Bereits in wenigen Wochen sollen die ersten Arbeiten ausgeschrieben werden: Am Montag hat der Lonseer Gemeinderat beschlossen, das Rathaus zu sanieren und mit einem Anbau zu vergrößern. Wie Matthias Ott vom Architekturbüro Ott aus Laichingen in der Sitzung sagte, rechnet er mit Bruttokosten von 2,4 Millionen Euro. 50 Prozent davon muss die Gemeinde – verteilt auf zwei Haushaltsjahre – tragen, die andere Hälfte kommt aus dem Ausgleichstock, jeweils 200 000 Euro in den Jahren 2019 und 2020, und einem Landeszuschuss für die Ortskernsanierung (800 000 Euro), sagte Bürgermeister Jochen Ogger.

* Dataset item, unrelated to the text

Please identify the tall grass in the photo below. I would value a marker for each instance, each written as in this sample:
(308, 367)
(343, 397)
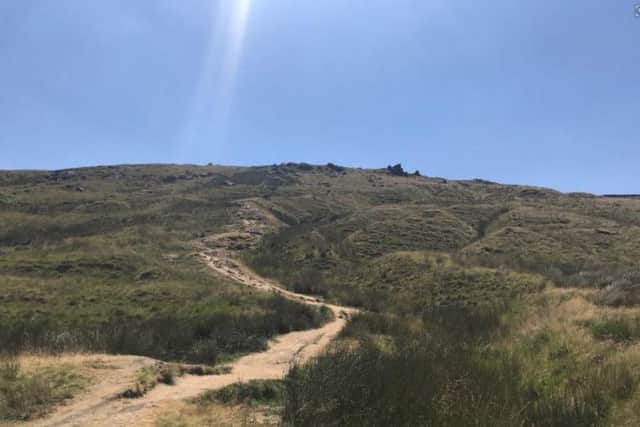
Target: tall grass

Er zählte eine Reihe an Mängeln an dem jahrhundertealten ehemaligen Bauernhaus auf, die eine zügige Erneuerung unerlässlich machten: Die Technik sei im Hinblick auf die Digitalisierung veraltet, es gebe keinen barrierefreien Zugang für die oberen Stockwerke und es fehlten Büros und ein Sozialraum für die Mitarbeiter. „Das Archiv hängt auch schon bedenklich durch“, berichtete Ogger. Es gebe zudem keine Türen mit Schallschutz, was vor allem beim Datenschutz ein Problem sei und auch energetisch müsse einiges verbessert werden. „Wir heizen momentan durch die Dachziegel durch.“ Das Trauzimmer genüge heutigen Anforderungen ebenfalls nicht. Es sei viel zu klein und im Sommer heize sich der Raum stark auf. Nötig seien unter anderem auch neue Fenster, Decken, Heizkörper und Treppengeländer.

Architekt Ott präsentierte seine Pläne für einen zweigeschossigen Anbau, in dem ein Sitzungssaal kombiniert mit einem Trauzimmer untergebracht werden soll. Angrenzend daran sollen eine Küche und ein Lagerraum für Stühle und Tische entstehen. Außerdem sind Toiletten vorgesehen, die auch bei Freiluft-Veranstaltungen separat genutzt werden könnten. Neben einem Foyer mit Sitzmöglichkeiten und Garderobe sollen in dem Gebäude auch die zusätzlichen Büros, der Sozialraum für Rathausangestellte und ein Aufzug bis ins erste Obergeschoss eingebaut werden.  Für den Vorplatz sind Beleuchtung, Fahrradständer und Sitzgelegenheiten vorgesehen.

Ogger zufolge könnten in dem Anbau Volkshochschul-, Kleinkunst- und Kulturveranstaltungen sowie Vorträge und Ausstellungen stattfinden. Geplant ist auch, das Bürgerbüro ins bisherige Trauzimmer zu verlegen. Zu den Kosten gibt es noch keine konkreten Angaben. Der Bauantrag soll noch vor Weihnachten eingereicht werden. Im Januar könnten die ersten Gewerke ausgeschrieben werden. Im Mai ist der Abriss der Garagen geplant, was einen Baubeginn im Juni ermöglichen würde. 

Baubeginn für Juni 2019 geplant

Zeitplan Der Bauantrag für das Rathaus soll noch vor Weihnachten eingereicht werden, erklärte Architekt Ott. Im Januar 2019 könnten dann die ersten Gewerke ausgeschrieben werden. Im Mai ist dann der Abriss der Garagen geplant, was einen Baubeginn im Juni ermöglichen würde.